Like many women, though, I’ve had my share of run-ins with jerks, encounters more violent than the ones I’ve shared above:

  • I spent second semester of my junior year in London. There, a dreadlocked light-skinned guy actually grabbed my arm in the middle of Piccadilly Circus one night and tried to make me drink from his bottle of Hypnotic. I shit you not. Although pepper spray was then illegal to carry in London - I only found that out once I left London - I was seconds away from spraying him. I must have hurled every curse word and hateful thing I could think of at that guy, as my friend dragged me away from him. I'm pretty sure I tried to spit on him.
  • The first time I ever visited Chicago – junior year of college – I went with two white male friends, and when we ended up on a dodgy street at night, a couple of black guys tried to holler at me, yelling all kinds of tacky shit at me, like, “Damn, you fine as hell,” or “Damn, you a little skinny, but I like skinny women.” When I rejected them, they launched all kinds of obscenities at me, obscenities that mainly pertained to my being with two white dudes: “sell out bitch,” “cheap hoe,” etc. I ignored them and kept walking. Because it was my first time in a big city, it didn’t even cross my mind that their verbal violence could turn physical. Luckily, it didn’t. That same night, I was on the train with my two friends, when two black boys tried to videotape me and some random white girl on their videophone. They said some nasty, sleazy shit to me and that girl. The white girl looked utterly terrified. I, however, having already been thoroughly pissed off by the earlier encounter, turned and told the boys that I would fuck them up if they didn’t take that camera off of me at that moment. I know they could have hurt me, but I didn’t care. I’ve never been one to walk through the world fearful of men, letting them talk to me any kind of way. (It should be noted that my two friends didn't say a damn thing. They actually shushed me when I started going off on the two guys. I'm often amazed at how often men are complicit in the sexist-oppressive behavior of other men. Or else just too intimidated to oppose them.)

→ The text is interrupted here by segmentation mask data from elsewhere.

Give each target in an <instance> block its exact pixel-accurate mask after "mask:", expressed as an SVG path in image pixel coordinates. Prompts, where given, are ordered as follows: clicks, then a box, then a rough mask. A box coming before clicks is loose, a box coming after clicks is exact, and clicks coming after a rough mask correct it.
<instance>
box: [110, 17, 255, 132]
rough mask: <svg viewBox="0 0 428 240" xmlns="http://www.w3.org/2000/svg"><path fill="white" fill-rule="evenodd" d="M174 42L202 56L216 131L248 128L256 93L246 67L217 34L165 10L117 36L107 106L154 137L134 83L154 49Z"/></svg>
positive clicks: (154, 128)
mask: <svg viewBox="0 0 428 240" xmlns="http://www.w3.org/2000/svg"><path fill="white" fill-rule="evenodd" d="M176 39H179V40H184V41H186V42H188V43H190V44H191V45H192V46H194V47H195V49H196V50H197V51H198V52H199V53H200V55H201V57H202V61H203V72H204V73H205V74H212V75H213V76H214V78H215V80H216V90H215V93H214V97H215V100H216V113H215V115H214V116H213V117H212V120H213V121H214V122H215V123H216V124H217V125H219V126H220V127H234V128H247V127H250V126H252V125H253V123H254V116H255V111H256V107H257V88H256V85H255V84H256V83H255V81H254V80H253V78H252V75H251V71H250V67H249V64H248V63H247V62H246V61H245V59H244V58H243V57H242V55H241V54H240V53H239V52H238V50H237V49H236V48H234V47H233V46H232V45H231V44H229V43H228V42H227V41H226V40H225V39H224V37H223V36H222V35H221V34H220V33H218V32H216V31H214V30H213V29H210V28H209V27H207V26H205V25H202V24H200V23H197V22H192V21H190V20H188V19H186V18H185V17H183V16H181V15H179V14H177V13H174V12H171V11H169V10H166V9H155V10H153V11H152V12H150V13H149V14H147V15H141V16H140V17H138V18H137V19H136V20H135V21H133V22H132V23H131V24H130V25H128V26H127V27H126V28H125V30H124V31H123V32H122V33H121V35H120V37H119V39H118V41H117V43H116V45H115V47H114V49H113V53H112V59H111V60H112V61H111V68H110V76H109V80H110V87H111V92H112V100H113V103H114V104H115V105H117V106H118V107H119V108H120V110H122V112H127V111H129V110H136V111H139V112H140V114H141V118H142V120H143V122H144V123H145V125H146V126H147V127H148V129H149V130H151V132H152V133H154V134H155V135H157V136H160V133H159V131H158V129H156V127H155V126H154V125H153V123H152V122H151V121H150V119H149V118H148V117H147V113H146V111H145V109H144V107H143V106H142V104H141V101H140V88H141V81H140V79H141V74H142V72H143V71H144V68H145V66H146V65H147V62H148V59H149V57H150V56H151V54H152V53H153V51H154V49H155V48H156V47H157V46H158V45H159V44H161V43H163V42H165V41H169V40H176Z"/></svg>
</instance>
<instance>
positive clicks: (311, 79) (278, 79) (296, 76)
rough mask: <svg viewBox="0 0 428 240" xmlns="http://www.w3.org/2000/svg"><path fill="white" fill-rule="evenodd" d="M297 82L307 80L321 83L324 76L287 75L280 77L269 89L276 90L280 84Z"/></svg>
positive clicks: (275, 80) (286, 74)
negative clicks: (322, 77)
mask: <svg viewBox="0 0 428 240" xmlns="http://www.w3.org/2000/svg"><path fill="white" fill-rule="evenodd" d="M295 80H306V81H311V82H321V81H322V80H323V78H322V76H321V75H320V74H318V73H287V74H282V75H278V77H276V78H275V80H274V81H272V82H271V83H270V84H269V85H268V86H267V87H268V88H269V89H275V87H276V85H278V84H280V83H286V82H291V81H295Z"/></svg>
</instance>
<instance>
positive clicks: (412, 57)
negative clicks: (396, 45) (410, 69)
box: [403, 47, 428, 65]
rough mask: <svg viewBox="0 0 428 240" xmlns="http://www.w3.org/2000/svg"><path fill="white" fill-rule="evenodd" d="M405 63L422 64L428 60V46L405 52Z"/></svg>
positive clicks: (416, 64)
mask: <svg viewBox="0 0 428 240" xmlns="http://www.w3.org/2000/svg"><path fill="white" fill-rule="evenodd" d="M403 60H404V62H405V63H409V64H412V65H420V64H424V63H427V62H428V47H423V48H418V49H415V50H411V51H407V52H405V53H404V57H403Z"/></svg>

My experience with this problemstreet harassment – has admittedly been more fortunate than others. Guys usually smile at me or else speak respectfully to me. And when I refuse to speak to them, they usually turn and find some other poor girl to antagonize. Maybe I have some sort of look about me that says, “I really ain’t got time for bullshit.” I don’t know. What I do know is that some of my experiences have been far from pleasant, and it pains me to realize that I have been lucky, that some girls receive far worse.

1 comment:

  1. Nice post, Ms. B! Personally, I have had limited experience with street harrassment (do dog chasings count!?!), but I do agree that it is a relevant topic. The question for me is, how to combat it - how can you be assertive without potentially getting into an altercation - or how can you prevent it from happening (or at least minimize the occurrences) in the first place?